Why does the imposition of +4 D positive, full-field lenses for 1 hour daily completely prevent the development of experimentally induced myopia in the tree shrew? In a recent study in chicks, the investigators used two-zone lenses to impose either myopic or hyperopic defocus on the peripheral or central retina, with the other zone having 0 power.
36 Results showed that positive-lens (myopic) defocus was more robust in influencing refractive development than was negative-lens (hyperopic) defocus and that myopic defocus on the peripheral retina induced more hyperopia on-axis than did central myopic defocus. Another study in chicks, with a Fresnel lens designed to apply dual-focus lenses of concentric annuli of alternating positive and negative power across the retina, showed that the final on-axis central refractive error fell between the two competing optical powers, although always producing a more hyperopic end point than the numerical mean of the two lens powers,
37 again demonstrating that myopic defocus is more robust than hyperopic defocus in influencing the refractive end point. A study by Liu and Wildsoet,
36 along with a recent study in primates by Smith,
38 demonstrated that myopic defocus on the peripheral retina induces hyperopic changes in the on-axis refractive end point. However, the specific contribution of central, midperipheral, and peripheral retinal defocus is complex to titrate because of eye movements. In a recent study of 6- to 12-year-old Chinese children with mild degrees of myopia, a novel spectacle lens design was used that had peripheral positive additions with central distance correction. After 12 months no significant reduction in myopia progression was found between children wearing the novel lens designs or those wearing a standard single-vision lens to correct their myopia.
39 Thus, the finding in the present study of complete prevention of induced myopia in tree shrews by imposing full-field +4 D lenses intermittently suggests that the effect of providing either a clear or slightly myopic defocused image to most of the retinal surface, rather than just correcting peripheral hyperopic defocus, is the more likely factor inhibiting the axial elongation of the eye and consequent myopia in the tree shrew model. Other recent studies on adolescent children offer further support that positive lens defocus over a wide retinal area, rather than just in the peripheral retina, is more effective in preventing myopia. Phillips
40 demonstrated that a +2 D level of myopic defocus at near in 11-year-old children was effective in slowing the progression of myopia. Use of a dual-focus contact lens, containing the distance correction and +2 D greater than the distance correction in a concentric design, so that the eye experienced 2 D of myopic defocus as well as clear vision, was found to reduce myopia progression by 37% and axial elongation by 49% in a 10-month period.

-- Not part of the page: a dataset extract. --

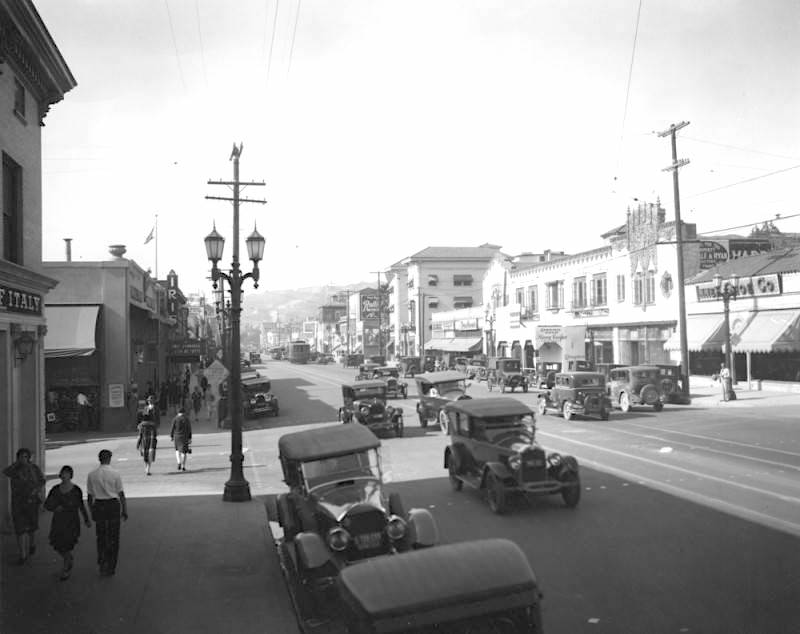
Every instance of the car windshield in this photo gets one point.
(363, 464)
(362, 394)
(589, 381)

41 In addition, in a recent study of a concentric bifocal contact lens design used in children in Hong Kong, Lam et al.
42 reported a slowing of myopia over a 2-year period by approximately 35%, owing to reduced axial elongation compared with controls. Finally, a study reported that wearing +3 D lenses binocularly in children with medium to high myopia for 30 minutes each day for a period of 2 years caused progression to cease in 30% of cases.
43 These findings in adolescent children add support to the possibility that small amounts of myopic defocus, rather than just clear retinal images, are the most effective visual stimulus in preventing progression of myopia.